IODP Proceedings    Volume contents     Search

doi:10.2204/iodp.proc.347.107.2015

Physical properties

This section summarizes the preliminary physical property results from Site M0063 in Landsort Deep, the deepest basin in the Baltic Sea (437.1 meters below sea level). Five holes were drilled at this site. Hole M0063A was drilled to 115.81 mbsf, Hole M0063B to 29.00 mbsf, Hole M0063C to 96.4 mbsf, Hole M0063D to 86.80 mbsf, and Hole M0063E to 92.80 mbsf. Hole M0063E was designated as a microbiology hole and was extensively subsampled onboard (see “Microbiology”). Strong expansion and methane gas release were encountered at Site M0063, resulting in disturbed core sections (with frequent gas bubbles and cracks) and loss of core material upon removal of the piston for Hole M0063A. Following this, the coring procedure was altered (see “Operations”) to increase recovery. Within the uppermost ~55 mbsf of subsequent holes, recovery is in excess of 100%.

Our interpretations are focused on the physical property data from Hole M0063C, which has the greatest continuous penetration (Fig. F18). Although all physical property measurements described in “Physical properties” in the “Methods” chapter (Andrén et al., 2015) were conducted at Site M0063, whole-round core shipboard P-wave data appear to be highly affected by artifacts. Thermal conductivity data are too sparsely distributed to exhibit any discernible downcore trend. Color reflectance variations do not correspond to other physical properties and lithostratigraphic units.

Natural gamma radiation

High-resolution natural gamma ray (NGR) values are relatively low (~8 cps) in the upper interval of lithostratigraphic Subunits Ia and Ib and then drop to near zero at the Subunit Ib/Ic boundary (Fig. F18). NGR exhibits increasing values toward the base of lithostratigraphic Subunit Ic (~10 cps), with a shift to lower values at the Subunit Ic/Id boundary. NGR progressively decreases in lithostratigraphic Subunit Id to <5 cps. These generally low NGR values within lithostratigraphic Unit I are interpreted as a result of high water content coupled with relatively high organic and low clay content (see “Lithostratigraphy”). NGR values increase sharply below the upper boundary of lithostratigraphic Subunit IIa (>10 cps) and remain high in Subunit IIb (>15 cps). This change could be related to a decrease in water content within lithostratigraphic Unit II. NGR values are relatively constant in lithostratigraphic Unit III (including Subunits IIIa and IIIb), with several negative excursions that might reflect increased silty sand content. NGR values increase within lithostratigraphic Unit IV and remain high (>20 cps) and relatively constant through lithostratigraphic Units V, VI, and VII. Meter-scale peaks throughout Unit VI are likely to correspond to intervals of reduced grain size.
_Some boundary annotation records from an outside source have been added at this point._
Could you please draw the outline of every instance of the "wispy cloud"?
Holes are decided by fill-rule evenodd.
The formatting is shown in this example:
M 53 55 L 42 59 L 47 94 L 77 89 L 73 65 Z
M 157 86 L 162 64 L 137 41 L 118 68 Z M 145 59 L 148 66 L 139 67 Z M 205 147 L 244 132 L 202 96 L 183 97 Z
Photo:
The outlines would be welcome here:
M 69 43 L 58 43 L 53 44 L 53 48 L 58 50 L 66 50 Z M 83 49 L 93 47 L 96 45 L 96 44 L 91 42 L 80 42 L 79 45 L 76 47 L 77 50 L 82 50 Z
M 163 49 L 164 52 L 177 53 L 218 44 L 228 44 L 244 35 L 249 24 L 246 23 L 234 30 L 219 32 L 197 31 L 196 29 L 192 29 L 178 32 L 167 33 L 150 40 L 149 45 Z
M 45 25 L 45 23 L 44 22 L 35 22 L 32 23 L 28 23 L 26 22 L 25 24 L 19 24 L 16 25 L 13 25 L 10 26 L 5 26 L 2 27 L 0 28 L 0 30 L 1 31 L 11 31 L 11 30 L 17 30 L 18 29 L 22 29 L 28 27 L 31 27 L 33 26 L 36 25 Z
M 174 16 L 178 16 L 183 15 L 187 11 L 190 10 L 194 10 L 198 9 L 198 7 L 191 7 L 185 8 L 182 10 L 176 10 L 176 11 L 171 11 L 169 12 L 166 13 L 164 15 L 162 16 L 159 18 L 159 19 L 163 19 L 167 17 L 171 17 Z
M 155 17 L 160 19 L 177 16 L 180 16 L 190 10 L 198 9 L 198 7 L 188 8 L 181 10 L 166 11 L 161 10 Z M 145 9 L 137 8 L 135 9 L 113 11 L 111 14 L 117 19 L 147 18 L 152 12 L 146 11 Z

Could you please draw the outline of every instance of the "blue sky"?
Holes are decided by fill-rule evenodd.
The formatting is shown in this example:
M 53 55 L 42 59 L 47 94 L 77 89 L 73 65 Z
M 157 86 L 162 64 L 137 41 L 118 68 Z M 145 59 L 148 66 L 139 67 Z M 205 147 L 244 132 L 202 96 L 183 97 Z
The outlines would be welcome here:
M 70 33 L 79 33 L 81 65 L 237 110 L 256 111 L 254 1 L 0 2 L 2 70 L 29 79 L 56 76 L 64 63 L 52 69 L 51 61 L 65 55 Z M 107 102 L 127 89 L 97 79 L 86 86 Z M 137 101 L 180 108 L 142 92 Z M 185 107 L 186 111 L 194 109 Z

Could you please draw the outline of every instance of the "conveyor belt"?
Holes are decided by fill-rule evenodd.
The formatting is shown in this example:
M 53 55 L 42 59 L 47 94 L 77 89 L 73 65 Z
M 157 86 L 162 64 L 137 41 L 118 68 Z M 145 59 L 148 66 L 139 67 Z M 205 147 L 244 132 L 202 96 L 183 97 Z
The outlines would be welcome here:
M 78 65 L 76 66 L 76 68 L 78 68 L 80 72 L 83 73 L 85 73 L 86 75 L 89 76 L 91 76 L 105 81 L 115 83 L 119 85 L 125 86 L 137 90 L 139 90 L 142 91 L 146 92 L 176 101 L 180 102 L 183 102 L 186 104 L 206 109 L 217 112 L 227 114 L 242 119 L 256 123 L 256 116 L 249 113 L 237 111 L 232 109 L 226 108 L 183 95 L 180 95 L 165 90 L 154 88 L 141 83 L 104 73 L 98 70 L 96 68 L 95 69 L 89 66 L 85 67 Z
Magnetic susceptibility and noncontact resistivity

The greater water depth at Site M0063 required the use of additional sections of drill string that had not been previously deployed during Expedition 347 (see “Operations”). Rust derived from these sections contaminated the first section of each core run to ~75 mbsf, which is apparent in the raw magnetic susceptibility data (see also “Stratigraphic correlation”) but not in any other physical properties including noncontact resistivity (NCR). Contaminated intervals were identified by high-amplitude, abrupt spikes in magnetic susceptibility and were removed. Both magnetic susceptibility and NCR exhibit an increasing downhole trend and generally low values throughout lithostratigraphic Unit I (Fig. F18). The Unit I/II boundary is characterized by a small peak in magnetic susceptibility and a relative excursion in NCR. Meter-scale peaks in resistivity occur throughout lithostratigraphic Units III, IV, V, and VI. Large excursions in magnetic susceptibility are limited to the lower portion of lithostratigraphic Unit VI.

Density

Dry density increases downhole and is lowest in lithostratigraphic Unit I, with a minimum value of 0.28 g/cm3 recorded in Subunit Ib (Fig. F18). Dry density increases below the Unit I/II boundary to ~0.8 g/cm3. Two excursions in dry density of ~1.5 g/cm3 occur in lithostratigraphic Unit III. Through lithostratigraphic Unit VI, density is generally >1 g/cm3. The greatest density (1.68 g/cm3) in Hole M0063C occurs in lithostratigraphic Unit VII.

Discrete bulk density measurements are well correlated (r2 = 0.83) with high-resolution (2 cm interval) gamma density measured during the offshore phase of Expedition 347 (Figs. F19, F20).

P-wave velocity

Discrete P-wave velocities in the upper ~50 mbsf (Units I–V) are typically ~ 1250 m/s (Fig. F19). Shipboard multisensor core logger (MSCL) measured velocities are anomalously low, likely due to poor core quality. At the bottom of lithostratigraphic Subunit IVb, velocity as measured in discrete measurements increases to ~1500 m/s and the correspondence to the shipboard data generally improves.